Navy officials concluded seven or eight years ago that cyber was of such foundational importance to the service’s future that they created a dedicated workforce to do cyber, particularly on the high-end side, Rogers said. He defined the high end as “implying in-depth understanding of network structures and the ability to operate in relatively complex networks.”

At the same time, he added, it was becoming clear that the Navy’s traditional electronic warfare mission and cyber were increasingly converging.

Chief of Naval Operations Adm. Jonathan W. Greenert made that point in an April 3 op-ed article in the Breaking Defense online magazine. “With wireless routers or satellites part of almost every computer network,” he wrote, “cyberspace and the [electromagnetic] spectrum now form one continuous environment.”

“We’ve been thinking about this for a long time,” Rogers told American Forces Press Service, “and it’s nice to see that it’s playing out in some ways as we thought it would.”

Fiscal year 2013 is the first year the services are contributing to Cybercom’s national and cyber combat mission forces and its Cyber Protection Force, Rogers said, and the Navy is bringing on more capability than any other service.

“In 2010 and 2011, we bought as a service almost 800 billets that we dedicated to cyber,” the admiral said. “We said, ‘We realize the workforce hasn’t been fully defined, but we think this is enough. We see the trends. We think we need to make the investments now.’”

This year, Navy cyber will bring 800 cyber service members online to form a series of dedicated teams for Cybercom, Rogers added, and in the subsequent three years, the Navy cyber organization will bring on nearly 1,000 more.

The cyber workforce represents a range of capabilities and specialties, Rogers said.

“Our view is that you need to bring together three or four core ratings to work the cyber piece,” he explained, “some of them in areas you don’t necessarily directly associate with cyber -- things like language. As we got into this, we came to the conclusion that we needed the ability to work in multiple languages if we’re going to work cyber from a global perspective.”
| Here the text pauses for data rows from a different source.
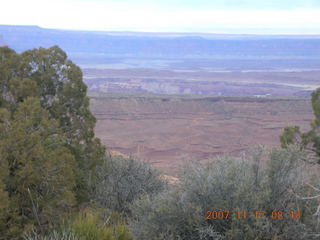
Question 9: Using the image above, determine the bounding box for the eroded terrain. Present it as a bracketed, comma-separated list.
[91, 94, 313, 175]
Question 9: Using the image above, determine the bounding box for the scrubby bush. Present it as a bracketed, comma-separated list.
[129, 146, 316, 240]
[93, 156, 166, 215]
[25, 209, 132, 240]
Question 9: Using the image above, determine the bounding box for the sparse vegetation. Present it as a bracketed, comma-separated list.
[0, 47, 320, 240]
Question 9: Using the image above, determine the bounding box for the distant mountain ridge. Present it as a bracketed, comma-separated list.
[0, 25, 320, 58]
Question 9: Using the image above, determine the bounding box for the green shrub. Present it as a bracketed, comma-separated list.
[129, 146, 317, 240]
[93, 156, 167, 215]
[25, 209, 132, 240]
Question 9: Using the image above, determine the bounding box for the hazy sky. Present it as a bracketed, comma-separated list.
[0, 0, 320, 34]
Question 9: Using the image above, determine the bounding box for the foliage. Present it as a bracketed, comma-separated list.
[129, 147, 315, 240]
[0, 46, 105, 239]
[93, 156, 166, 215]
[25, 209, 132, 240]
[0, 97, 77, 236]
[0, 46, 105, 201]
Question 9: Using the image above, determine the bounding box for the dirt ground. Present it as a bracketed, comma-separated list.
[91, 95, 313, 176]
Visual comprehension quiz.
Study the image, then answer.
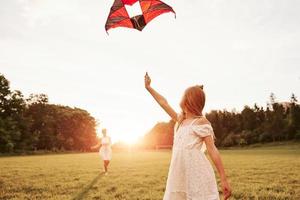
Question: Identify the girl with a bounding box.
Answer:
[92,129,112,175]
[145,73,231,200]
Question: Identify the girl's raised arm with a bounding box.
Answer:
[145,73,177,122]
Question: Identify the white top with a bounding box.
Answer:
[99,136,112,160]
[164,120,219,200]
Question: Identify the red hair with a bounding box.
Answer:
[180,85,205,119]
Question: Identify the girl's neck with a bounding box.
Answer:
[185,112,203,119]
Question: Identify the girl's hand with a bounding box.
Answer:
[221,180,231,200]
[145,72,151,89]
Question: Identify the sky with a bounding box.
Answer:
[0,0,300,142]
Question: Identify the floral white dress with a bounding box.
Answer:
[163,119,219,200]
[99,136,112,160]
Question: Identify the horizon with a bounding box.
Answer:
[0,0,300,143]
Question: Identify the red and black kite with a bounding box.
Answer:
[105,0,175,31]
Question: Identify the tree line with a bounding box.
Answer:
[0,74,97,153]
[142,93,300,148]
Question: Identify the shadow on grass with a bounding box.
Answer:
[72,172,104,200]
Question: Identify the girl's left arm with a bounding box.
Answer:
[203,136,231,200]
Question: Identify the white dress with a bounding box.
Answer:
[99,136,112,160]
[163,120,219,200]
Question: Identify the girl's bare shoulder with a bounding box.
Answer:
[194,117,211,125]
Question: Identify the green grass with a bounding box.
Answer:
[0,144,300,200]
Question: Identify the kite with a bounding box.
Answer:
[105,0,176,32]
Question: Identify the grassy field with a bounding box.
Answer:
[0,144,300,200]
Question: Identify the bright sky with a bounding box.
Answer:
[0,0,300,142]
Intelligence, information technology and cryptologic technician-networks ratings also are considered core cyber capabilities, he added.

Most of the service cyber commanders have said there are similarities and differences in the way each service approaches its cyber mission, and Rogers said each service adopted its own structures and organizational construct.
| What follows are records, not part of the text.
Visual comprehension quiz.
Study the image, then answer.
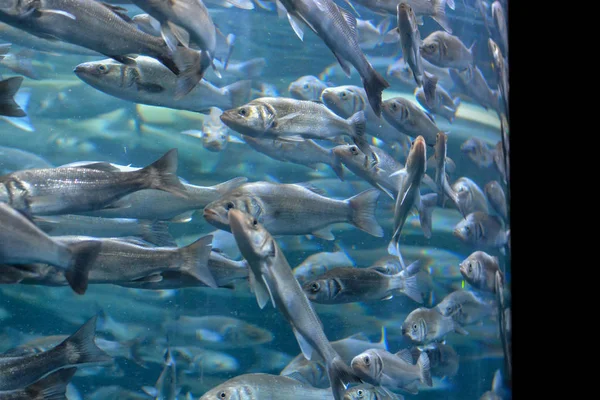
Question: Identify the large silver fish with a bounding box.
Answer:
[229,209,360,400]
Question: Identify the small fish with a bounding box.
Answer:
[459,251,504,293]
[200,373,332,400]
[415,85,460,123]
[0,76,27,117]
[204,182,383,240]
[453,211,509,248]
[0,368,77,400]
[288,75,329,100]
[435,290,498,326]
[382,97,441,146]
[483,181,508,221]
[242,135,344,180]
[351,349,433,394]
[410,342,459,378]
[221,97,375,163]
[0,202,100,294]
[460,137,495,168]
[292,249,356,283]
[73,56,252,113]
[0,149,185,215]
[420,31,474,71]
[402,307,468,343]
[0,316,112,391]
[227,209,360,400]
[302,267,423,304]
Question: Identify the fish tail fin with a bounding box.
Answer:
[173,47,206,99]
[25,368,77,400]
[363,67,390,117]
[179,235,218,288]
[138,149,186,197]
[140,221,177,247]
[419,193,438,239]
[327,355,362,400]
[0,76,27,117]
[347,189,383,237]
[399,275,423,304]
[417,351,433,387]
[224,79,252,108]
[431,0,452,33]
[213,176,248,196]
[57,315,113,365]
[65,240,102,294]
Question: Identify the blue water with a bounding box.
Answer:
[0,1,510,399]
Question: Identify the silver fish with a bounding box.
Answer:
[242,135,344,180]
[288,75,329,100]
[221,97,375,163]
[0,0,202,97]
[229,209,359,400]
[281,0,390,116]
[402,307,468,343]
[74,56,251,113]
[302,267,423,304]
[352,349,433,394]
[0,316,112,391]
[0,149,185,215]
[204,182,383,240]
[453,211,509,248]
[420,31,474,71]
[382,97,441,146]
[0,202,100,294]
[459,251,504,293]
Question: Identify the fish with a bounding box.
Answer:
[221,97,376,164]
[132,0,217,80]
[382,97,442,146]
[356,0,455,33]
[321,85,406,148]
[73,56,251,114]
[288,75,330,100]
[228,209,360,400]
[292,248,356,283]
[435,290,498,326]
[420,31,474,71]
[459,250,504,293]
[0,368,77,400]
[33,214,176,247]
[402,307,469,343]
[162,315,274,349]
[415,84,461,123]
[0,76,27,117]
[0,316,113,391]
[0,149,185,215]
[352,349,433,394]
[204,181,383,240]
[452,211,509,248]
[483,181,508,222]
[280,0,390,116]
[0,0,202,97]
[242,135,344,180]
[302,267,423,304]
[200,373,342,400]
[54,235,217,288]
[0,202,100,294]
[410,342,460,378]
[387,136,437,258]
“So we’re all organized a little differently,” he said.

“In the case of the Navy, we replicated the joint model in many ways,” Rogers said. “Just as Army Gen. Keith Alexander is both the commander of the U.S. Cyber Command with Title 10 [armed forces] authorities, as well as director of the National Security Agency with Title 50 [national security and intelligence] authorities, I am commander of Fleet Cybercom and have operational control over the majority of forces and capabilities within my service that operate and defend the networks, as well as the service’s offensive capabilities.”

Rogers said he also wears a Title 50 hat as the Navy’s cryptologic commander, so the Navy’s signals intelligence, or SIGINT, resources also are under his operational control.

SIGINT is intelligence gathered from electronic signals and systems -- such as communications systems, radars and weapons systems -- used by foreign targets.

“The reason we went this way was we believed the SIGINT capability -- the ability to see the cyber battle space as well as to gain insights into opponents’ use of cyber -- was a real plus in the cyber world,” the admiral said.

“It’s the same thing that led the joint world to … align the traditional service operational command, U.S. Cyber Command, with the SIGINT situational awareness and knowledge of the battle space of NSA,” he added. “We liked that model. We came to the same conclusions.”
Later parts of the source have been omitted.